Watching, Waiting, and Reaching Out

Sunday, May 28, 2017
Christ Lutheran Church – Manchester, PA
Acts 1:6-14 & John 17:1-11


There are 50 days in the season of Easter. Today is the 7th Sunday of Easter, and we continue to celebrate the joy of the resurrection. We sing alleluias. We proclaim Christ is risen!  He is risen indeed! This season of Easter will end next Sunday on Pentecost when we celebrate the sending of the Holy Spirit to all.  We are almost there, but not yet. So we wait.

This past Thursday was the feast of the Ascension, when –as we heard in our first reading from the book of Acts – Jesus was lifted up and a cloud took him out of the apostle’s sight.  Jesus had promised he would return. He also promised that he would send the Holy Spirit to be with us always. The messengers assured them of this, yet the apostles stood there looking up toward heaven waiting for Jesus to return. “Why do you stand looking up toward heaven? This Jesus, who has been taken up from you into heaven, will come in the same way as you saw him go into heaven.” Jesus will return, but not yet. The apostles had to wait. Waiting, it’s one of the hardest things of all, isn’t it?

Humans aren’t generally good at waiting. We are anxious to have the things we want right away. Parties, holidays, and family get – togethers, are all things we look forward to, and we can’t wait to begin the celebrations.
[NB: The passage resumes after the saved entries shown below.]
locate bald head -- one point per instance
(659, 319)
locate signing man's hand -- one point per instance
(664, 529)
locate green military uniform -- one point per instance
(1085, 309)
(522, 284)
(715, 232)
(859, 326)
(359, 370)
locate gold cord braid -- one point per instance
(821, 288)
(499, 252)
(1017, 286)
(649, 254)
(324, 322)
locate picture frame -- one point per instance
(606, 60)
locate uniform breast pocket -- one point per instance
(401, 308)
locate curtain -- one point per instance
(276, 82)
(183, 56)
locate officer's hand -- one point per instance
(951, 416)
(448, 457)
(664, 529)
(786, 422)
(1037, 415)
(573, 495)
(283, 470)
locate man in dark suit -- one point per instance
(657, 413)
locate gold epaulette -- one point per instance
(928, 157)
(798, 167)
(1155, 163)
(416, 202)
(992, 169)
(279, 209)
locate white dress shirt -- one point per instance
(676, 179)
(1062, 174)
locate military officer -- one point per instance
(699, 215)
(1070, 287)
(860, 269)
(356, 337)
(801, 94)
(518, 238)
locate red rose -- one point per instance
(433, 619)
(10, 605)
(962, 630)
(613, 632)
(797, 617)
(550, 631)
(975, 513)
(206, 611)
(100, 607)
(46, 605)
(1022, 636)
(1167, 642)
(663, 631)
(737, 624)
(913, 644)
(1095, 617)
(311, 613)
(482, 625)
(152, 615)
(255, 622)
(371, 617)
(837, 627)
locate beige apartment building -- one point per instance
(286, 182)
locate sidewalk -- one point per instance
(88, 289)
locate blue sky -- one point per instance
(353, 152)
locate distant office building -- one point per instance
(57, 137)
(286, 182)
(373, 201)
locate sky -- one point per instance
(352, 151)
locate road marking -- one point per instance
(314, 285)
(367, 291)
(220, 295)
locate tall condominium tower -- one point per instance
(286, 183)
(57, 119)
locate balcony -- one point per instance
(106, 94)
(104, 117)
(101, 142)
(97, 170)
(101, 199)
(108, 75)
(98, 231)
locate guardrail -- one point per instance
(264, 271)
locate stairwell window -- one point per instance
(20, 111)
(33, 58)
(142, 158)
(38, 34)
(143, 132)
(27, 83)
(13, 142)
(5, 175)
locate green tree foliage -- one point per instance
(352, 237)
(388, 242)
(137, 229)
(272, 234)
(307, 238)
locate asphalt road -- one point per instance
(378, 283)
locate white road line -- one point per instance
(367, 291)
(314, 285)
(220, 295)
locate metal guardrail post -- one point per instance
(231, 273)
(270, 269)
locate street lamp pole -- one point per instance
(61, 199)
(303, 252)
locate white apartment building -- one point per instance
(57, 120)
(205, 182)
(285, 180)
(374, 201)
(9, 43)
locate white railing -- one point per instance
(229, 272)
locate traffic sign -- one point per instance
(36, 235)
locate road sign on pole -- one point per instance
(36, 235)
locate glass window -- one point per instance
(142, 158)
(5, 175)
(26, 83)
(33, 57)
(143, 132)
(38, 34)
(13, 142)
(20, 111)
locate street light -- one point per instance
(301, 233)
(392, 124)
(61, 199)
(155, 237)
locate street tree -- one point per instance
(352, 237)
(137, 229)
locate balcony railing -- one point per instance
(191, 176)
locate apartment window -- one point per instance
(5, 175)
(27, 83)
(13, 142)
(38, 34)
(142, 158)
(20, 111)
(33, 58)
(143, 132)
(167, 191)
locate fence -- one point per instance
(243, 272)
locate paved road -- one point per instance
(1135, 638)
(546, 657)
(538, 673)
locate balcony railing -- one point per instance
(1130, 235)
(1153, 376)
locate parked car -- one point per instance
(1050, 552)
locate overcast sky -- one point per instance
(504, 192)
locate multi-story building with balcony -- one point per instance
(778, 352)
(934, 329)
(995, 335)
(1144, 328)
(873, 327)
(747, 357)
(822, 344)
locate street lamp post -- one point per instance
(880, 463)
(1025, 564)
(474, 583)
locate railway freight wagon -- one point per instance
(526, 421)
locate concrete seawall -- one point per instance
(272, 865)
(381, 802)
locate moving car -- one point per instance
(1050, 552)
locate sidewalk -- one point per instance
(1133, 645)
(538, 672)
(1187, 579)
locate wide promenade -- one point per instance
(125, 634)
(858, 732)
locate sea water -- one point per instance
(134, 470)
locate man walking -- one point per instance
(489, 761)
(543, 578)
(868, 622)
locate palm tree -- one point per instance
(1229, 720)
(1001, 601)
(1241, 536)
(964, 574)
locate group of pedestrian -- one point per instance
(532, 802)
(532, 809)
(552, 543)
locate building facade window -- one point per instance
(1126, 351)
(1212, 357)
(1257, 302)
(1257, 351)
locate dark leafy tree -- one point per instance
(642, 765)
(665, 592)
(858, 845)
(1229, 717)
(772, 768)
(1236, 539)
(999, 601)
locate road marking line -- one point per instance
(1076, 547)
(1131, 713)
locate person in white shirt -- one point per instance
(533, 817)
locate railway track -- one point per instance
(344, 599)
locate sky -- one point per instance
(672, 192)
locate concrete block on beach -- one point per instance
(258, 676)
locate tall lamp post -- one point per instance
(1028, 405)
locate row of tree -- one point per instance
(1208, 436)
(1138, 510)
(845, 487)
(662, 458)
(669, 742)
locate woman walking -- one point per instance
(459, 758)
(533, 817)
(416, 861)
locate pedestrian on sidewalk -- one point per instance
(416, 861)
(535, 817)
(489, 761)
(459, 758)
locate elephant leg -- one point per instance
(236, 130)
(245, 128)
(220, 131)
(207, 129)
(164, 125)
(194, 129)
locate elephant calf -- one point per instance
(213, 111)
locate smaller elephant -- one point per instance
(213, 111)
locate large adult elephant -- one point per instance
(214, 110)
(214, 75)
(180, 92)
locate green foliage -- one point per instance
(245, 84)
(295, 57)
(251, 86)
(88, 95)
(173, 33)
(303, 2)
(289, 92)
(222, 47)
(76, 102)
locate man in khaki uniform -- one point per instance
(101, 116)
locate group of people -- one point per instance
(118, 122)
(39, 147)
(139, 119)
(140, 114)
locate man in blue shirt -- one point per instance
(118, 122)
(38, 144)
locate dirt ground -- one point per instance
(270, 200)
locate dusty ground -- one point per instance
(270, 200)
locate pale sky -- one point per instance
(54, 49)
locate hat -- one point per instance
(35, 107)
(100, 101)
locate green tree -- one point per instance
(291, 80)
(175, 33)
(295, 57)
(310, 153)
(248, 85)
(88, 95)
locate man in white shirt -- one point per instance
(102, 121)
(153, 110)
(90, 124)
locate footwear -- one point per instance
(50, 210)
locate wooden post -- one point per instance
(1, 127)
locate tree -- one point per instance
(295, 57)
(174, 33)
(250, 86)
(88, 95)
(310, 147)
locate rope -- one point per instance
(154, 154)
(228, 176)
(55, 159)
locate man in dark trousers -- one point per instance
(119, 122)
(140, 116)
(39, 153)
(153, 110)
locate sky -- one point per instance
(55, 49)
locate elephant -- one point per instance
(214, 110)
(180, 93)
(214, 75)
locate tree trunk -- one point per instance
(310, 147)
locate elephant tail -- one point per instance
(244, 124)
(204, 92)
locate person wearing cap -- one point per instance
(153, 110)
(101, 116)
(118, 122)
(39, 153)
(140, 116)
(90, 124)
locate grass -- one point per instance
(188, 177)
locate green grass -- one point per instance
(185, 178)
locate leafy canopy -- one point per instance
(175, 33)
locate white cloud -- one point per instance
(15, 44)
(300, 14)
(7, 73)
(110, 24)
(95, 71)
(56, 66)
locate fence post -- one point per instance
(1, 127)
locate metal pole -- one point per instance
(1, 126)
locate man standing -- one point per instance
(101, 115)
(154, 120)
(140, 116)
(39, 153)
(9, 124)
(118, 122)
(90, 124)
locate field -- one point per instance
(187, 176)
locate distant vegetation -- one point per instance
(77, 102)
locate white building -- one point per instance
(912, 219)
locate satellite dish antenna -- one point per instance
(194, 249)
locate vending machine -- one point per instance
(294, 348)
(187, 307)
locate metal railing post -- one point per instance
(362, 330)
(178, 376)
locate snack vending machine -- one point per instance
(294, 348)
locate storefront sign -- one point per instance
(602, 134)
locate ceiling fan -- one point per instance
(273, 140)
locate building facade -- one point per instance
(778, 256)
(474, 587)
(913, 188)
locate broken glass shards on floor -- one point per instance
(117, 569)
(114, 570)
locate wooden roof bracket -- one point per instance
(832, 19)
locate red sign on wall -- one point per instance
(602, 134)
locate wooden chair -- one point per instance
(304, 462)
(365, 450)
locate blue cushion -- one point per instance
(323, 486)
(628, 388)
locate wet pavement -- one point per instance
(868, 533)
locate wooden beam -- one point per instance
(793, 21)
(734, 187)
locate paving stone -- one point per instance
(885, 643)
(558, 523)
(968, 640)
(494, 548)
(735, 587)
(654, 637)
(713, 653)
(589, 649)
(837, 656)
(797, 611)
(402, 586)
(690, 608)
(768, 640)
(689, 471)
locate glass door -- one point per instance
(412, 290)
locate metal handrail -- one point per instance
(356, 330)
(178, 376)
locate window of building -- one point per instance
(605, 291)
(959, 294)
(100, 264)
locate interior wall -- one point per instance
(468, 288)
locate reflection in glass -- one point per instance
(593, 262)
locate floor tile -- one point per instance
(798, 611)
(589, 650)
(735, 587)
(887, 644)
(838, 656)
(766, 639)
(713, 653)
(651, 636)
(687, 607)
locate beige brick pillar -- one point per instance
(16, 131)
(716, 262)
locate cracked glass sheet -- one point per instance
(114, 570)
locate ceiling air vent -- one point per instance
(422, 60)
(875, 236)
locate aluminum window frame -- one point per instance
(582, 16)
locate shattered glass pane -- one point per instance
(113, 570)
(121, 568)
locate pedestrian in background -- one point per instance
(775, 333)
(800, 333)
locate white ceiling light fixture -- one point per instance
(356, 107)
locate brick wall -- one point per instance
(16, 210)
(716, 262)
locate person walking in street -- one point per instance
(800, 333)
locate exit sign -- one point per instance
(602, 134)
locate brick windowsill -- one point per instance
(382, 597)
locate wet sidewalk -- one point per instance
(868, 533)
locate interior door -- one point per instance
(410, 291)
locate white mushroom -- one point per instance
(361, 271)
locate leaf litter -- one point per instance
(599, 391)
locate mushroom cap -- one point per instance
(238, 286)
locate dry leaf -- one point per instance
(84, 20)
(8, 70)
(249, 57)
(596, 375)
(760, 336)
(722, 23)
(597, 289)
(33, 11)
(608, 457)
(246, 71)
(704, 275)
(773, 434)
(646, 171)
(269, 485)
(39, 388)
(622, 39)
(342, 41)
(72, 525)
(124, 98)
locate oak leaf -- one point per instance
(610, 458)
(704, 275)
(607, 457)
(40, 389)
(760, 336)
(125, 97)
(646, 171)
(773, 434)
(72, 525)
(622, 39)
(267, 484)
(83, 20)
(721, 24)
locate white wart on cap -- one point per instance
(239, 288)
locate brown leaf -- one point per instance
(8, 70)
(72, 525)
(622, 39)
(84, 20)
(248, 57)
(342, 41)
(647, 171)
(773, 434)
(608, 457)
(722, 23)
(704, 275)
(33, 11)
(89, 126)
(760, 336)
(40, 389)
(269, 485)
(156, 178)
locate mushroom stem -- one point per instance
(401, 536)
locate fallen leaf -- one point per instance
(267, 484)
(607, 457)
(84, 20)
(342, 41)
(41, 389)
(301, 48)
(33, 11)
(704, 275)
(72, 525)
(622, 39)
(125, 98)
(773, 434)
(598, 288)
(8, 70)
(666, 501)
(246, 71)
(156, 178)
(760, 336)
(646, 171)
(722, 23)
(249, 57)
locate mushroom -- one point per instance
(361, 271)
Then, when we return to our every-day activities, we wait for the next celebration. And if we live far away from family and friends, the waiting is harder, yet we look forward with eager anticipation.

There are other times we wait with dread instead of anticipation. We wait for test results to come back, for results from treatments, for goals to be achieved, for things to turn around, and the waiting at times is so incredibly hard. We can do our best to facilitate movement, but there are often things that are out of our control. There’s a point where we just have to wait, and that is not always easy. The writer of Ecclesiastes tells us, “To everything there is a season…” and though we may intellectually know this is true, it’s still hard to wait. So what do we do in this in-between time? What do we do in the periods of waiting?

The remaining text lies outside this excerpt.